Without missing a beat (quite literally) she begins to sing, and we get to witness Don José getting seduced before our very ears. He begs her to stop ("Stop! I told you not to talk to me!") but his plea to her is sung, not spoken. Her response ("I'm not talking to you, I'm singing to myself") is almost redundant. The moment he began singing, he was doomed. Carmen's diegetic song has become Don José's nondiegetic music. This is Don Giovanni and Zerlina all over again, and it prefigures Harold Hill transforming an entire town into a nondiegetic marching band (and a school board into a barbershop quartet).

Carmen even has a moment when her mastery over the musical score is challenged; just like Giovanni and his statue, or Harold and his librarian. Carmen is spending a moment alone with Don José, and gives him a private dance, accompanying herself on the castanets (providing her own diegetic music). As she dances, Don José is distracted by military trumpets in the distance, sounding the retreat. When he draws her attention to them, she is initially thrilled ("It's dismal dancing without an orchestra. And long live music that drops on us out of the skies!") but she becomes angry when she realises José intends to return to barracks; effectively choosing the bugles over her. Her reaction is one of jealousy. She essentially accuses José of being unfaithful to her; of fooling around with other soundtracks, in effect. ("I sang! I danced! I believe, God forgive me, I almost fell in love! Taratata! It's the bugle sounding! Taratata! He's off! He's gone!")

Carmen need not have worried. José forgets all about the trumpets and stays with her - although he does eventually kill her a lot. When she dies, it is not to the accompaniment of diegetic trumpets or her own diegetic song; it is against the diegetic victory music of the bullfighter Escamillo, with whom she had genuinely fallen in love.
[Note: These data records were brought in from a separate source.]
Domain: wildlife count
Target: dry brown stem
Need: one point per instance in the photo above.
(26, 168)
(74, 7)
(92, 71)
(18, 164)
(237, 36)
Don José's defeat is total and humiliating: he can't even get Carmen into a soundtrack of his own while he's murdering her.

Part the Finalth: 
Where the Music Comes From

The Ancient Greeks had a theory that the celestial bodies of the universe all emitted sounds as they moved around the heavens.

These sounds collectively made up the perfect music of the universe; the Musica Universalis (as it was called in the 16th Century, when the theory was revived) or the "Music of the Spheres". Since the heavenly bodies were presumed to move in perfect harmony, it was postulated that their movement would produce actual perfect harmony; a perfect, beautiful music that was all around us all the time, but inaudible to mere mortal humans.

That sounds an awful lot like the definition of a nondiegetic soundtrack: a piece of music that is all around us all the time, but cannot be heard by those of us who actually play out this little drama we call "life". 

What might that music sound like? Suppose there really was some sort of "perfect" soundtrack to our lives, just beyond our perception, but always there, accompanying everything we do or say.

What would it do to us if we were somehow able to listen to our own soundtrack in real time? Would it make us Don Giovanni? Or Carmen? Or Harold Hill?

I should say that absolutely none of this has anything to do with the reason why I am screening The Music Man this Thursday. I am screening it for two reasons: first, it is a magnificent musical that deserves to be seen and heard.

Second, it feeds directly into the series I plan to begin in the New Year. More about that in due course...

In any event, I plan to show The Music Man at 7.30pm on Thursday, the 8th of December at the Victoria Park Baptist Church.

Thanks for taking the time to read all this!